Autoria de Lu Dias Carvalho
No texto passado, eu lhes contei que dentre os animais da Granja do Solar encontrava-se Moisés, o corvo de estimação da família do senhor Jones que sequer teve interesse em comparecer à reunião convocada pelo Major. Mas ele tinha motivos para isso: não queria que o seu “status quo” mudasse. Mas a vida é assim mesmo, pois, sempre existirão aqueles que lutam de unhas e dentes para que as coisas não mudem para todos, com medo de que possam perder o lugar privilegiado que ocupam e se tornem um igual. Tais indivíduos habitam, sobretudo, no mundo da política, onde deitam e rolam. Moisés era, portanto, alguém que vestia a camisa do patrão, ainda que visse o quanto seus companheiros de granja eram escravizados. Mas aquilo não lhe doía a consciência, embaçada que estava pela posição ocupada junto ao dono, não deixando de receber, de certa forma, os respingos do poder. E tais migalhas já lhe inflavam o ego que aguardava por mais, muito mais. O que lhe importava os outros bichos? Afinal, para ele, cada um consegue o que merece. Velha cantilena dos que estão por cima.
Embora não fosse político, Moisés sabia que se a revolução proposta pelo Major a seus companheiros desse certo, ele passaria a ser apenas um deles, sem as deferências que lhe eram dadas até então. E como é difícil abrir mão dessa atenção que traz o poder! O único meio para lutar contra algo que poderia mudar drasticamente sua vida, embora fosse melhorar a de todos, seria espalhar uma mentira. Era certo que alguns bichos não acreditariam, mas existem sempre aqueles que não se informam sobre a veracidade dos fatos, e não apenas abraçam a mentira, mas a repassam como se verdade fosse. Portanto, iria remexer nas ideias e de lá tirar algo que pudesse mudar o rumo dos acontecimentos. Não poderia ficar de asas cruzadas, esperando as coisas acontecerem. E há muito ouvira falar que o mundo era dos espertos. E, até provar em contrário, ele era um deles.
Moisés, o espião mexeriqueiro e ladino, que só ficava contando potocas, sem jamais fazer coisa alguma, teve um plano, ainda que estrambótico: começou a espalhar que após a morte, os bichos iam para um lugar fantástico, onde se encontrava uma Montanha de Açúcar. Tal lugar situava-se num certo canto do céu, logo depois das nuvens. Ali não havia os dias da semana, mas somente o domingo. Tudo era permanente: campos floridos, bolos de linhaça, torrões de açúcar e coisa e tal. E, como pensara, alguns ingênuos caíram na sua parolagem, tendo os porcos que suar o focinho para convencê-los de que aquilo era mentira. Trocando em miúdos, ele queria dizer que não importava o sofrimento terreno, pois o céu maravilhoso compensaria os animais por tudo. Que lutar aqui na Terra seria perda de tempo. O melhor seria deixar as coisas como estavam, aguardando apenas o prêmio eterno.
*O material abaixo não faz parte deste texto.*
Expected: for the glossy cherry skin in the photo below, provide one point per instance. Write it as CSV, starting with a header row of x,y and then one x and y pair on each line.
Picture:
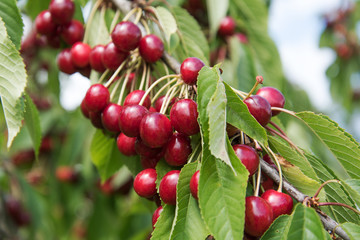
x,y
183,117
167,187
155,129
190,68
126,36
134,98
151,48
177,149
44,24
156,215
194,184
281,203
73,32
130,119
258,216
273,96
110,117
97,98
62,11
144,183
260,108
248,157
126,145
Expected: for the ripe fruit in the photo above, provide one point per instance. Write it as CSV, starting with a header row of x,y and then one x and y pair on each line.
x,y
144,183
126,36
248,157
273,96
281,203
167,187
194,184
183,116
258,216
190,68
151,48
260,108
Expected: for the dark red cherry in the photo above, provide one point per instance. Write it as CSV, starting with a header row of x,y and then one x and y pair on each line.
x,y
194,184
260,108
73,32
44,24
126,36
96,98
110,117
273,96
156,215
190,68
155,129
227,26
281,203
130,119
248,157
167,187
113,57
258,216
144,183
151,48
134,98
62,11
183,116
177,149
126,145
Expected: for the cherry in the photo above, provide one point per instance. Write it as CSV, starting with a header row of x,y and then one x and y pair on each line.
x,y
190,68
110,117
183,116
44,24
126,36
194,184
177,150
126,145
273,96
260,108
62,11
167,187
258,216
227,26
281,203
155,129
130,119
144,183
113,57
134,98
151,48
156,215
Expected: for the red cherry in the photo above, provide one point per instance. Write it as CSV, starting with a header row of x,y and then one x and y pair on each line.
x,y
155,129
281,203
167,187
151,48
273,96
194,184
260,108
248,157
126,145
62,11
190,68
144,183
258,216
126,36
183,116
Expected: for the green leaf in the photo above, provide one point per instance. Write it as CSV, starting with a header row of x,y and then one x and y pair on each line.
x,y
10,14
341,144
12,84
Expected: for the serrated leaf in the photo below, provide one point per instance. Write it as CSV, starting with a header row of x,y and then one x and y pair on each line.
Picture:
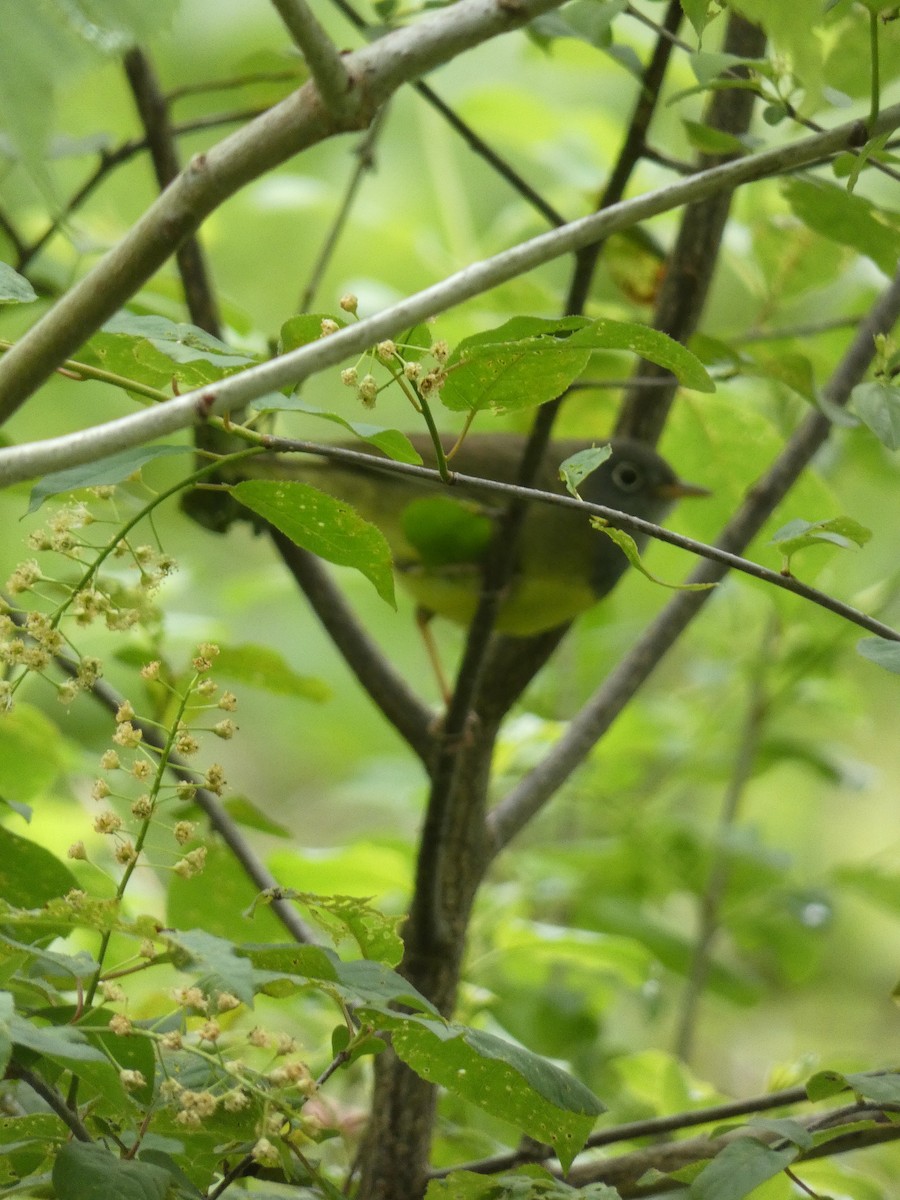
x,y
882,652
743,1165
363,982
375,933
324,526
629,547
61,1044
213,961
843,532
155,351
102,472
576,468
15,288
88,1171
305,328
391,443
879,406
261,666
503,1079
Moisés, se nos dias de hoje vivesse, estaria habilitado a dirigir muitas seitas religiosas, cujos mandachuvas vivem no bem bom, enquanto aconselham seus fiéis a aceitarem a miserabilidade e todas as injustiças do mundo, isso quando não lhes tiram tudo, enquanto aguardam os louros da eternidade. Por que não viver bem aqui e lá?
Façamos uma reflexão sobre os tais “especiais”, que pululam em todos os terreiros, enquanto aguardamos um novo capítulo.